For holidaymakers due to go abroad in the coming months, the changing exchange rates could cause confusion.

Last week, Secretary of State for Transport Grant Shapps confirmed the Government would not be adding any more countries to the UK’s green list for travel.

Furthermore, it made the decision to remove Portugal from the green list, sparking a flurry of desperate Britons fighting to get home before Tuesday’s quarantine rule comes into force.

The transport secretary defended the decision as a “safety-first” approach.

Mr Shapps told BBC News: “I want to be straight with people, it’s actually a difficult decision to make, but in the end, we’ve seen two things really which have caused concern.

“One is that the positivity rate has nearly doubled since the last review in Portugal, and the other is that there’s a Nepal mutation of the so-called Indian variants which has been detected.”

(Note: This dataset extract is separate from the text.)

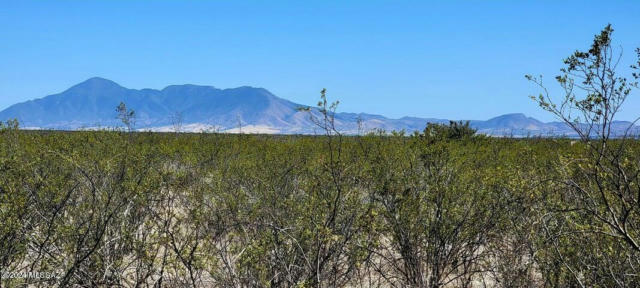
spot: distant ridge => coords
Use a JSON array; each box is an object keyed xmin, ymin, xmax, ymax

He added: “We just don’t know the potential for that to be a vaccine defeating mutation and simply don’t want to take the risk, as we come up to June 21.”

With so much uncertainty surrounding whether or not other popular holiday destinations will make the green list in future, experts have cited caution over exchanging travel money.

“It may be tempting for many to rush to book this year’s holiday and take out holiday money now in preparation,” said James Lynn, co-CEO and co-founder of Currensea.

“However, while it is tempting to take out foreign currency in anticipation of a holiday I would advise against this.

“Market movements are often more marginal in reality than they appear.

“Especially during this volatile time, it’s safer to keep hold of your money in your UK bank account than purchasing or exchanging for holiday money.”